Materials and Methods: In this conventional content analysis study, we collected data through individual semi-structured interviews with 12 undergraduate nursing students whom had passed at least five semesters.
Statistical Analysis Used: Data collected were analyzed using an inductive approach to conventional content analysis based on the five steps proposed by Graneheim and Lundman. The interviews were promptly transcribed after they were recorded. Lincoln and Guba's criteria were used to confirm the trustworthiness and rigor of the data.
Results: Analyzing the data extracted three categories, namely “Receiving a Rewards (subcategories consist of self-satisfaction, honor, supportiveness, helpfulness, power)”, “Paying the Costs (subcategories consist of Dichotomy and conflict, Physical and mental, annoyance)” and “Effective factors (subcategories consist of Professional trainings, familial/cultural teachings, religious teachings feedback received from others)”.
Conclusion: The nursing students perceived providing fundamental nursing care as “Receiving a reward” and “Paying the cost,” which are affected by different factors. Therefore, nursing instructors should help students balance this contrasting feeling.

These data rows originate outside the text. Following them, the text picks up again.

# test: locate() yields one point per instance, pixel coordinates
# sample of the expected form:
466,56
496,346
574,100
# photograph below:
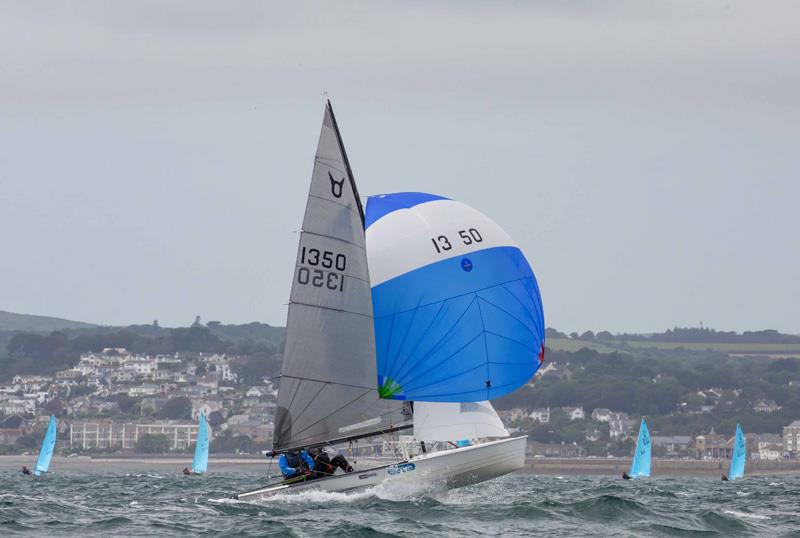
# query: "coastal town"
118,401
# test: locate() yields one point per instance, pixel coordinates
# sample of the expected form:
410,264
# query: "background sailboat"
458,313
640,466
739,455
335,386
48,446
200,461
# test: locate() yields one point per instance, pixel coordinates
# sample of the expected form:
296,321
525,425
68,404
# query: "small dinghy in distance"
738,456
46,452
447,333
640,466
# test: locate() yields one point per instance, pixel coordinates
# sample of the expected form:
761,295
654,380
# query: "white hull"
452,468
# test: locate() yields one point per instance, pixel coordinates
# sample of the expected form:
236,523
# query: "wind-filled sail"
327,385
453,421
458,314
200,461
739,456
640,466
46,452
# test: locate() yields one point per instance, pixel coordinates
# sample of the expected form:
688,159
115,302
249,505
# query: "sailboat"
48,446
344,376
738,457
200,461
640,466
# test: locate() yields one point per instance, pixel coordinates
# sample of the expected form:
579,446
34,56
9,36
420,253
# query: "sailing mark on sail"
331,308
326,382
336,186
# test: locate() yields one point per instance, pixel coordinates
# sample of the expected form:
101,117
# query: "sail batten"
448,279
454,421
328,371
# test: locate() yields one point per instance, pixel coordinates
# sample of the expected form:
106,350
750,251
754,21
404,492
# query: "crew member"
326,466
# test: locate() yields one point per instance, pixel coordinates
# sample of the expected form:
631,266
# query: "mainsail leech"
739,456
327,386
458,313
46,452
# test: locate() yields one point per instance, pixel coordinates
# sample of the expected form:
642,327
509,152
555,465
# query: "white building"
574,413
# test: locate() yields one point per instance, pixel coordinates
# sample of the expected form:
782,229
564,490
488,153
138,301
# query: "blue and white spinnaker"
640,466
458,313
200,462
739,456
48,446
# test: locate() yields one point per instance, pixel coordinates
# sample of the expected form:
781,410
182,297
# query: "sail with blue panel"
200,462
739,456
457,309
640,466
48,446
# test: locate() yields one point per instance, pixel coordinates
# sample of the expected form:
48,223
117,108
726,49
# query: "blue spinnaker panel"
48,446
640,466
739,456
200,462
457,309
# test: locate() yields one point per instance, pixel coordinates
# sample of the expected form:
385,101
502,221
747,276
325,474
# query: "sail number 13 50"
442,243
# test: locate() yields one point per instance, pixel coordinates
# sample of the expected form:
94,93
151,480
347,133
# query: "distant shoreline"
258,464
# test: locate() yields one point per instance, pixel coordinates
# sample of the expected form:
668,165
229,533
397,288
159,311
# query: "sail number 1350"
324,277
442,243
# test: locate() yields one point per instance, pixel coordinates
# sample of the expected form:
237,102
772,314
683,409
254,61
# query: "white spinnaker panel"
400,241
453,421
327,389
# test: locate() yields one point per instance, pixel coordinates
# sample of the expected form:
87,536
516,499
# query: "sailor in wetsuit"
296,463
326,466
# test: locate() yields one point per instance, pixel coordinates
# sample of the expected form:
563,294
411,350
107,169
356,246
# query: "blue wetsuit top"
288,470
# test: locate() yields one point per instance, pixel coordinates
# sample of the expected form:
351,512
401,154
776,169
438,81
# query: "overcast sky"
155,156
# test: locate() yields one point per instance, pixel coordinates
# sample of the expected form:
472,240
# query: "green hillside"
10,321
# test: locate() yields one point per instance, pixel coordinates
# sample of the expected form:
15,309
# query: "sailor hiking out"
295,463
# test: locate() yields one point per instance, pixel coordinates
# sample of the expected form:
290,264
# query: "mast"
349,170
327,390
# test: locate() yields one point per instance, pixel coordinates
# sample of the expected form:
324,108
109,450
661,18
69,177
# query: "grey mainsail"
328,385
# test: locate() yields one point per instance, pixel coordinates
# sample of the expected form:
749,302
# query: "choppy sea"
157,503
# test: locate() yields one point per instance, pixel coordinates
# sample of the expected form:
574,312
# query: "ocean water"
158,503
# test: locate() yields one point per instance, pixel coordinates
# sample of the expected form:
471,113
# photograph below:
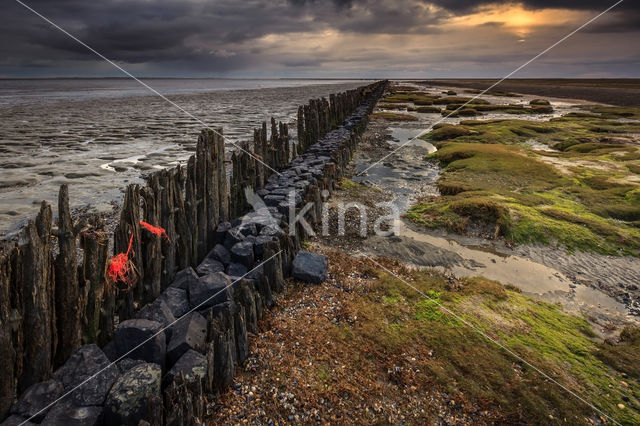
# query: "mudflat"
621,92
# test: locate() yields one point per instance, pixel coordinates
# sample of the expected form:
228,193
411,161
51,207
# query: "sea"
98,135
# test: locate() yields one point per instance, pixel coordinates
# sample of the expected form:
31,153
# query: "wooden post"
40,339
70,300
99,321
130,224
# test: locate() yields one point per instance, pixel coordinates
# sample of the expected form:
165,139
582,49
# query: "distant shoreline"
614,91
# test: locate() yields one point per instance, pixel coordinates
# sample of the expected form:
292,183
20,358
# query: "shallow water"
98,135
407,175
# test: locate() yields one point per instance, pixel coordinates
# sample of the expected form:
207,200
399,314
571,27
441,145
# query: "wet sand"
621,92
99,139
603,288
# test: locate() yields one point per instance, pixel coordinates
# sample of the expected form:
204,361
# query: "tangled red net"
156,230
121,269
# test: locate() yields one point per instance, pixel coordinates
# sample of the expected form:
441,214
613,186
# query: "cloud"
295,37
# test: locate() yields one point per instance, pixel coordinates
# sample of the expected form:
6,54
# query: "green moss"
589,209
393,116
539,102
453,355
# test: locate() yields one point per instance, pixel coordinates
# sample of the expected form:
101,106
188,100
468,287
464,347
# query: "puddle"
407,174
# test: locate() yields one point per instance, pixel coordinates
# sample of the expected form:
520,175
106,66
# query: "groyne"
176,325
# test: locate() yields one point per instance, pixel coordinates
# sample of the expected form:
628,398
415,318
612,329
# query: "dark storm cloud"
210,37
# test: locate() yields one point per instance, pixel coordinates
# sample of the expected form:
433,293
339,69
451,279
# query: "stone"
177,299
183,390
210,290
71,415
110,351
236,270
36,398
90,368
221,232
127,364
233,237
183,278
192,364
158,311
144,333
242,252
221,254
189,333
310,267
15,420
136,396
209,265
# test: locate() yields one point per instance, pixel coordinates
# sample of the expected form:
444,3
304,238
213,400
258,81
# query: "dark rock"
177,299
183,390
310,267
221,254
248,229
110,351
258,247
127,364
71,415
188,333
209,265
233,237
210,290
183,278
36,398
135,396
144,333
15,420
158,311
242,253
221,232
236,270
192,364
91,366
216,309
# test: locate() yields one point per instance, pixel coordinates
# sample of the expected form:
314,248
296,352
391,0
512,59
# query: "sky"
319,38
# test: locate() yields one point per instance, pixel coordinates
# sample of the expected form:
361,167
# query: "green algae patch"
436,321
581,193
392,116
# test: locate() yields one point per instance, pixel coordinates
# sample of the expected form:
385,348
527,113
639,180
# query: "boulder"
183,278
192,364
236,270
127,364
189,333
242,252
221,232
177,299
65,414
36,398
233,237
210,290
209,265
221,254
143,333
136,396
90,368
310,267
15,420
183,390
158,311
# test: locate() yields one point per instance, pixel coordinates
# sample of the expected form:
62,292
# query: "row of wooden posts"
54,294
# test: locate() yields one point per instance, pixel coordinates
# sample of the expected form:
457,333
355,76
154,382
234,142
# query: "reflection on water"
98,135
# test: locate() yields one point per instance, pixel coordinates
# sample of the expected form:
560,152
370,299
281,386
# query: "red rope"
156,230
120,268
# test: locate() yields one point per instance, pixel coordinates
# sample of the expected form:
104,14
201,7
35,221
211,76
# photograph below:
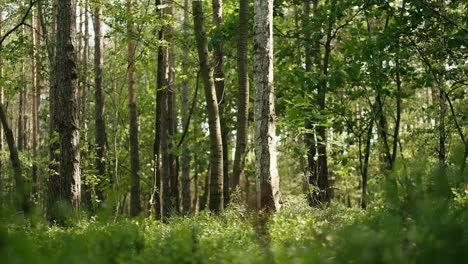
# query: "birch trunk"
268,192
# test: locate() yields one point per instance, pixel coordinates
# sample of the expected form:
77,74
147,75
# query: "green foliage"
425,227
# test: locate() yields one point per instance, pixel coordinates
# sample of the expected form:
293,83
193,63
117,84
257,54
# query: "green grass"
418,224
431,231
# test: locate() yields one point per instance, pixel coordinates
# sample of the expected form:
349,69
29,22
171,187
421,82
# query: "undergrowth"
424,227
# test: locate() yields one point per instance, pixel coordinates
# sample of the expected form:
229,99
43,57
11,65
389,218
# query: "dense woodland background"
183,131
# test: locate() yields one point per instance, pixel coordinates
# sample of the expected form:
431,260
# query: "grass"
421,227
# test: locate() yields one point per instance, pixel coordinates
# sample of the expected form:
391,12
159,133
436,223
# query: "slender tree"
216,199
268,192
242,95
218,74
1,102
161,78
67,105
186,194
135,206
35,100
100,122
172,112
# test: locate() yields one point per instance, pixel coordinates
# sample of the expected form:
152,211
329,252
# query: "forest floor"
429,229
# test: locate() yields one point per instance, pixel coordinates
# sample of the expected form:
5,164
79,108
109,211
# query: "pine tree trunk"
21,192
242,96
100,122
186,194
53,182
172,114
157,156
216,200
66,81
86,187
135,206
1,102
218,69
35,103
268,192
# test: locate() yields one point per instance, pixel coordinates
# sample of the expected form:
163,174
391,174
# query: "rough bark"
218,69
242,96
310,138
35,102
172,114
67,106
53,182
365,165
216,200
135,206
1,102
21,192
268,192
160,83
86,188
21,106
100,122
186,194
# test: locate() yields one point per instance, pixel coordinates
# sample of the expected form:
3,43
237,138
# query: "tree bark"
242,96
135,206
1,102
86,186
100,121
365,165
35,102
67,105
161,80
54,182
186,193
268,192
21,192
216,201
218,75
172,114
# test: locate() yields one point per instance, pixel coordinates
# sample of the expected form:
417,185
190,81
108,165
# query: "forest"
233,131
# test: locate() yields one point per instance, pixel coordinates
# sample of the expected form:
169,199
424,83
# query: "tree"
67,184
186,193
100,122
268,192
1,102
135,206
216,199
218,75
242,95
36,100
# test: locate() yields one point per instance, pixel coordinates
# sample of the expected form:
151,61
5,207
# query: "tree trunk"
1,102
216,202
186,194
218,70
86,186
21,192
100,123
310,135
161,80
21,106
365,165
135,206
172,114
242,96
268,192
35,102
54,182
67,105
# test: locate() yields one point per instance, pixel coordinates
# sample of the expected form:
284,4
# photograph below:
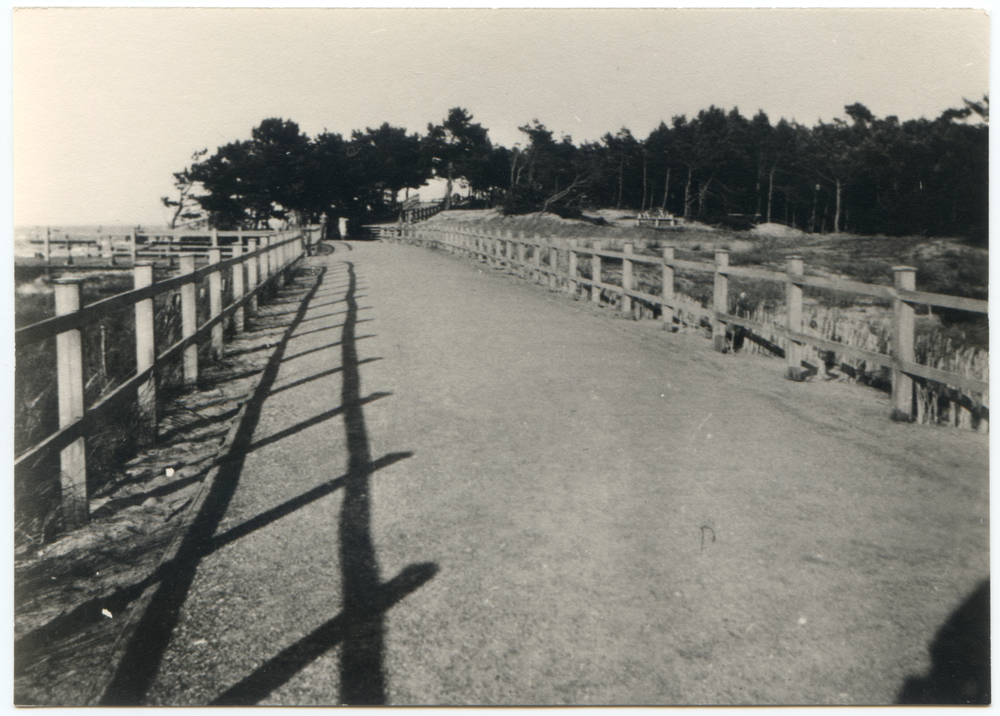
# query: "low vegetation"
952,340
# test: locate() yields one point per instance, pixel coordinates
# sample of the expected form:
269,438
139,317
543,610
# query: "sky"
108,103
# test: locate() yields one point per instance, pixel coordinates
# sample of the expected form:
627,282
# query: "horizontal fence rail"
157,245
256,260
506,250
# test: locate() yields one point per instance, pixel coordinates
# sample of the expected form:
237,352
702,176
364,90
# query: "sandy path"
463,489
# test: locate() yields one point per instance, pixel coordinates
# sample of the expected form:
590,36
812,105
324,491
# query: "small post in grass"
69,377
145,352
239,290
572,286
553,265
253,275
215,300
189,320
626,281
793,300
667,289
595,270
537,258
720,300
904,278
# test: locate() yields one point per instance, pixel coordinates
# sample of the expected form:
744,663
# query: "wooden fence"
249,268
166,245
544,264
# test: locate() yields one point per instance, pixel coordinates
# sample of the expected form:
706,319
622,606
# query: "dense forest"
862,174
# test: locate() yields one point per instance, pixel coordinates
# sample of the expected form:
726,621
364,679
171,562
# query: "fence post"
253,275
595,270
106,252
279,259
793,301
904,278
536,257
215,300
667,310
145,350
239,287
572,286
69,360
553,265
268,257
627,308
720,300
189,320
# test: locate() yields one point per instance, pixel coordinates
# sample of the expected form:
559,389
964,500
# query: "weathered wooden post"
536,257
145,351
595,270
553,265
904,279
572,287
279,260
793,302
720,300
239,287
627,307
189,320
667,289
105,242
215,300
69,376
267,259
253,275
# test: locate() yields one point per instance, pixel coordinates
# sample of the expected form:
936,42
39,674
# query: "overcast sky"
108,103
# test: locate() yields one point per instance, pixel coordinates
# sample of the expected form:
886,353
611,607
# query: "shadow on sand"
359,627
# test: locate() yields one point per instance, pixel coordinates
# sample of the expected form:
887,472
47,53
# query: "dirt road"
461,488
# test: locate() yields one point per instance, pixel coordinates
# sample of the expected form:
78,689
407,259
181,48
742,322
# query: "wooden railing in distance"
505,250
166,244
251,268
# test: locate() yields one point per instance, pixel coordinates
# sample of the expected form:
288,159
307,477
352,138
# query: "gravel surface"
461,488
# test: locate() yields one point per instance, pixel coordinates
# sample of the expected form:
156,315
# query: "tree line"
862,174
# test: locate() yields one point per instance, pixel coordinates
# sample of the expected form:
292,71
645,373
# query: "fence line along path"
250,268
539,258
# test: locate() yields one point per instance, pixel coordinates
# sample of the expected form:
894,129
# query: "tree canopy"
861,173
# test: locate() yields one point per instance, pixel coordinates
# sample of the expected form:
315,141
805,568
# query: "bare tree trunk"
687,195
666,188
447,198
643,182
621,176
836,214
770,191
702,193
812,217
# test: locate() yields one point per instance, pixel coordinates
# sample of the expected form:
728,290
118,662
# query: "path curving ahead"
461,488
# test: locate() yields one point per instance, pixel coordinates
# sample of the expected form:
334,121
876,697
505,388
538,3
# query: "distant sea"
23,235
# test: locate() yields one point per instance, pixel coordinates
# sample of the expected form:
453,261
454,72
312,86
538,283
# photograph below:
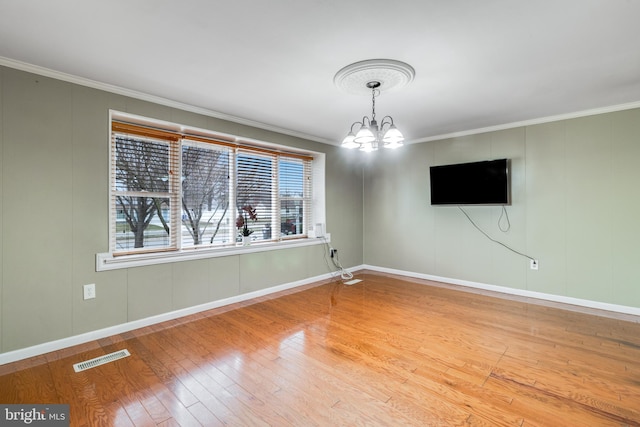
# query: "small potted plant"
246,213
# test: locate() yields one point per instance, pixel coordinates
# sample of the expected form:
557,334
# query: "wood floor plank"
388,351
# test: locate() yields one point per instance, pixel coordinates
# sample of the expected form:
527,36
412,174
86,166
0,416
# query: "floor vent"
88,364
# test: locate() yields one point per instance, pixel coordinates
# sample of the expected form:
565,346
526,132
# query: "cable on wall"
344,274
491,238
504,215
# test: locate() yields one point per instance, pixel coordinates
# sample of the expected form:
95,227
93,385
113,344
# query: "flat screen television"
477,183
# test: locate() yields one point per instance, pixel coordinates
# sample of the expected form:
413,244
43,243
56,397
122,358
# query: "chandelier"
369,135
372,77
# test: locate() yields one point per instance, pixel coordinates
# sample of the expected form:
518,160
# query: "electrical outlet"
89,291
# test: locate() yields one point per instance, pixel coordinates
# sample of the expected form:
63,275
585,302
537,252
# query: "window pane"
141,222
292,193
205,195
141,165
291,217
254,188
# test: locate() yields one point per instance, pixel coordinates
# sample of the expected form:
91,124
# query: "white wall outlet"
89,291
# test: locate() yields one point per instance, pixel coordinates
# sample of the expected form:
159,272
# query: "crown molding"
70,78
23,66
531,122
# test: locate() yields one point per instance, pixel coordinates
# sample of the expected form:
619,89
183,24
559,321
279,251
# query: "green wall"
54,140
575,207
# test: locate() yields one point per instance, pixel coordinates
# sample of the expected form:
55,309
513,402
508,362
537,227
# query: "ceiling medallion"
389,73
372,77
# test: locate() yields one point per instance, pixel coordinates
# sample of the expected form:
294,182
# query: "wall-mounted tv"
477,183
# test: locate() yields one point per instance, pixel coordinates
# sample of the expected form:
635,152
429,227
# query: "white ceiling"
478,64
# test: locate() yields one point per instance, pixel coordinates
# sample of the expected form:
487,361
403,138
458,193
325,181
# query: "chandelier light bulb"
373,77
364,136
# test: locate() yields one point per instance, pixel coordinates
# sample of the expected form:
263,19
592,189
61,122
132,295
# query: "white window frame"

Keywords: Nursing, Nursing care, Qualitative research, Student


How to cite this article:
Hajihosseini F, Nazari R. The perception of nursing students of providing patients with fundamental nursing care: “Both good and bad”. J Nurs Midwifery Sci 2020;7:180-5

How to cite this URL:
Hajihosseini F, Nazari R. The perception of nursing students of providing patients with fundamental nursing care: “Both good and bad”. J Nurs Midwifery Sci [serial online] 2020 [cited 2020 Aug 6];7:180-5. Available from: http://www.jnmsjournal.org/text.asp?2020/7/3/180/290539


  Introduction Top


Care is the essence of the nursing profession and refers to offering the assistance required based on scientific principles in a way that it brings patients comfort and relief from suffering.[1] According to Watson, the importance of nurses' role in care lies in the fact that care is the core of the nursing profession, and the science of care is the main concept in nursing education. The purpose of care-oriented training programs in Iran and most other countries is to convey a caregiving attitude to the students, enable them as professionals to provide holistic care, and generate a sense of well-being in patients and make them feel cared for.[2]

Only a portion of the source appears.